Observation: The above examples work because this page (the Web resource containing the hyperlinks) has been deposited in an Archive hosted on an experimental computational platform called the URLib. On this platform, each Archive serves as proxy resolver.

Table 1 illustrates how the Archive $localSite works as a proxy resolver to solve the above three examples. As with any resolver, the URL path component (e.g., ark:13030/c7cv4br18 — see Line 1 of Table 1) is the URI of the destination resource.

The character string of this URI up to the last colon (:) (e.g., ark) is the namespace prefix that identifies a possible resolver for the resolution of the destination resource identifier (e.g., 13030/c7cv4br18).

In turn, a possible resolver (e.g., $arkResolverURL for ark — see Line 2 of Table 1) is assigned to each namespace prefix (e.g., ark) thus forming a mapping called "Prefix-Resolver".

Finally, based on the output of the prefix-resolver mapping corresponding to a given namespace prefix, the proxy server triggers the appropriate resolver (e.g., see Line 3 of Table 1).

In this implementation, the information contained in the usual persistent hyperlink, consisting of the concatenation of the URL scheme and the resolver domain name, migrates from the source recourse to the prefix-resolver mapping accessible by a cgi-script running in the Archive.

This way, the integrity of the source resource can be preserved over time, even in the presence of any possible future changes to that information.
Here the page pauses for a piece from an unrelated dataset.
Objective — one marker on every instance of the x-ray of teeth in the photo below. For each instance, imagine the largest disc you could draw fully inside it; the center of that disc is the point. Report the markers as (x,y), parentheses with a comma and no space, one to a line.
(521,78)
Such changes will have no impact on the source recourse and can be easily reflected in the prefix-resolver mapping.

Table 1 - Proxy resolver operation

 Proxy resolver  http://$localSite/ark:13030/c7cv4br18
 Mapping value for ARK ark$arkResolverURL
 ARK global resolver $arkResolverURL/ark:13030/c7cv4br18 
 Proxy resolver  http://$localSite/urn:doi:10.1016/j.rse.2021.112667
 Mapping value for DOI urn:doi$doiResolverURL
 DOI global resolver $doiResolverURL/urn:doi:10.1016/j.rse.2021.112667 
 Proxy resolver  http://$localSite/ibi:8JMKD3MGP3W34R/44C25PS
 Mapping value for IBI urn:doi$ibiResolverURL
 IBI global resolver $ibiResolverURL/ibi:8JMKD3MGP3W34R/44C25PS 

References

[1] WATERS, D and GARRETT, J. Preserving Digital Information: Report of the Task Force on Archiving of Digital Information. Washington, DC: CLIR, May 1996. Available from: https://www.clir.org/wp-content/uploads/sites/6/pub63watersgarrett.pdf.
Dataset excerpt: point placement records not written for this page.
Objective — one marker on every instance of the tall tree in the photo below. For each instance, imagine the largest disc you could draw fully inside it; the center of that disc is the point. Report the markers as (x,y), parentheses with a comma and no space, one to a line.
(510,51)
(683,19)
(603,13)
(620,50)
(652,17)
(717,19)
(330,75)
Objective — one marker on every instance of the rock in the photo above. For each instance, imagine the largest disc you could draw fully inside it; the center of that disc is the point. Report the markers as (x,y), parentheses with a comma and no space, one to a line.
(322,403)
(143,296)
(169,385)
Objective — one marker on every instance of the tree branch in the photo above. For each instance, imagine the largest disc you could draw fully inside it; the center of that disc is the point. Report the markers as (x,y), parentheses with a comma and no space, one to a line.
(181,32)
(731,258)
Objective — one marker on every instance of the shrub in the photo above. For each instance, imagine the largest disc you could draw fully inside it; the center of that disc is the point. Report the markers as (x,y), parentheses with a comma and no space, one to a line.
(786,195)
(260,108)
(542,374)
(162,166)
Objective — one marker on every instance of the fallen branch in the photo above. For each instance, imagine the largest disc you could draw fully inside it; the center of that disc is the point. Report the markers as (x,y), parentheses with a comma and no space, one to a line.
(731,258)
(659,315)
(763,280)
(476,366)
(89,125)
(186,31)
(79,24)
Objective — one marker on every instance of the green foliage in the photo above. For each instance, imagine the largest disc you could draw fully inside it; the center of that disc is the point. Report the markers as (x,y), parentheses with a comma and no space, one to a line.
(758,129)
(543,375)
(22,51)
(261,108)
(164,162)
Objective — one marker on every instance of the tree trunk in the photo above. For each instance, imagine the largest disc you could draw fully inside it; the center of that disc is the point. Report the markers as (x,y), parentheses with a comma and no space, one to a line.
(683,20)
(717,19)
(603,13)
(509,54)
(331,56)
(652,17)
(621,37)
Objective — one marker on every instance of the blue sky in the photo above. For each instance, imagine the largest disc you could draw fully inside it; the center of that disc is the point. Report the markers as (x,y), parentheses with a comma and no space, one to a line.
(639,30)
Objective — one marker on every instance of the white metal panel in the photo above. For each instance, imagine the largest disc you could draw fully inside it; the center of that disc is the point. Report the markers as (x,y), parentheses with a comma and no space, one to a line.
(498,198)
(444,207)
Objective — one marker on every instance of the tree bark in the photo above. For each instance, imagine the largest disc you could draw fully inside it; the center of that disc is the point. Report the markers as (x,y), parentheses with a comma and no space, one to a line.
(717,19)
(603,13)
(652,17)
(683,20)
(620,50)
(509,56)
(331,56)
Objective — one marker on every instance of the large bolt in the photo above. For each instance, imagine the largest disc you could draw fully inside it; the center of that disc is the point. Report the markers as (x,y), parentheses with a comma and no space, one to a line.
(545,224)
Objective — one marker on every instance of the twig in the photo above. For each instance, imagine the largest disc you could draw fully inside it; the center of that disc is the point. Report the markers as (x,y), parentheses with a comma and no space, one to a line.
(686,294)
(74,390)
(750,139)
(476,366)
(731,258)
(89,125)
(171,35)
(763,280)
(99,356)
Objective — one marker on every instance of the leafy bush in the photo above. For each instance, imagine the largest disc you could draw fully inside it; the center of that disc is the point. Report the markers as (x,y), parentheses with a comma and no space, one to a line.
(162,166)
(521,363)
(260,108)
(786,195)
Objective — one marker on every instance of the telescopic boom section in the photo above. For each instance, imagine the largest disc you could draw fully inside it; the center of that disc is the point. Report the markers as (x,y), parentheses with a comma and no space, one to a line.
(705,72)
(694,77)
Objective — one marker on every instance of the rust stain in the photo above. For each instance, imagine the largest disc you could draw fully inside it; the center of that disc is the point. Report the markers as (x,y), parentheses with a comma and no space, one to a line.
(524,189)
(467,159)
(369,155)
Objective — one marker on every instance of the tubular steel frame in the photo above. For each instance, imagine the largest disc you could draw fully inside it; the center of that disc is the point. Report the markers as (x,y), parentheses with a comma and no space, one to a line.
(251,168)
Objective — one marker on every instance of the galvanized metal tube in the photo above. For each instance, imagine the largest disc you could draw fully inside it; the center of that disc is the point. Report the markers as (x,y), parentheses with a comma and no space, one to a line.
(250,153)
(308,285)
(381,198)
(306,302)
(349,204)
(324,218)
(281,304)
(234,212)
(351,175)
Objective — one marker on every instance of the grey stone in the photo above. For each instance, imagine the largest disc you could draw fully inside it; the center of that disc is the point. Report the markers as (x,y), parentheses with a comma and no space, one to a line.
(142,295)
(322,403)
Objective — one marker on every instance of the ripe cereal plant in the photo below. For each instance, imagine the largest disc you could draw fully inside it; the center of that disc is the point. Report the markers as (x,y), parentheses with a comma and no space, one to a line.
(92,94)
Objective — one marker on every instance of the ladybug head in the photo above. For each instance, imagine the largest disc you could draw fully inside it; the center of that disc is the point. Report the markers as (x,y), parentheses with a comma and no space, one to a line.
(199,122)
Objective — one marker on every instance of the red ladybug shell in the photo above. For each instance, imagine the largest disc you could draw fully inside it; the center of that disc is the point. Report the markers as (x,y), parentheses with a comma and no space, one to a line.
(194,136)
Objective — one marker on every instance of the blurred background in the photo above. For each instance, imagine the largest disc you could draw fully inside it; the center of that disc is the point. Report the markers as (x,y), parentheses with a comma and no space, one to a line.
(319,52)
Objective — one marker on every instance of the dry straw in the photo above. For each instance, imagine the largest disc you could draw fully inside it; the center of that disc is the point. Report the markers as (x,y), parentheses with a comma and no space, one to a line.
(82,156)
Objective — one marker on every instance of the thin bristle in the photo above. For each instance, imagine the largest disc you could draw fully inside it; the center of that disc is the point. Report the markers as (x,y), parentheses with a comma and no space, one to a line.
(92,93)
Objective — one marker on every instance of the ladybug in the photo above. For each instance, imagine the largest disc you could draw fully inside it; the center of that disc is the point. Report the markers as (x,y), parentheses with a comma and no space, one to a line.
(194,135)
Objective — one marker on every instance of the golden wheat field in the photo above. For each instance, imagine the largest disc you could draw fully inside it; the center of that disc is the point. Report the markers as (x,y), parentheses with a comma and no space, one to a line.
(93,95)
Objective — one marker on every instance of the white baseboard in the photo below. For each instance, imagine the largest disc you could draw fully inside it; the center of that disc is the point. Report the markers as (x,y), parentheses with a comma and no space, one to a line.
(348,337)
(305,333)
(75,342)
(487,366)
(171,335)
[2] MACIEL, D. A.; PAHLEVAN, N.; BARBOSA, C. C. F.; MARTINS, V. S.; SMITH, B.; O'SHEA, R. E.; BALASUBRAMANIAN, S. V.; SARANATHAN, A. M. and NOVO, E. M. L. M. Towards global long-term water transparency products from the Landsat archive. Remote Sensing of Environment, v. 299, p. e113889, Dec. 2023. DOI: <10.1016/j.rse.2023.113889>. Available from: urn:doi:10.1016/j.rse.2023.113889.

[3] BERNERS-LEE, T.; FIELDING, R. AND MASINTER, L. Uniform Resource Identifier (URI): Generic Syntax. RFC 3986. Available from: https://datatracker.ietf.org/doc/html/rfc3986.

[4] BANON, G. J. F. Example of two fully persistent HTML hyperlinks. [S.l.] Deposited in the URLib collection, 2023. IBI: . Available from: ibi:QABCDSTQQW/4A86BJH.
 

An "almost fully persistent hyperlink" is necessarely a "relative hyperlink".

To be interpreted as a relative hyperlink by the browser, the URI must be preceded by a period (.) followed by a slash mark (/).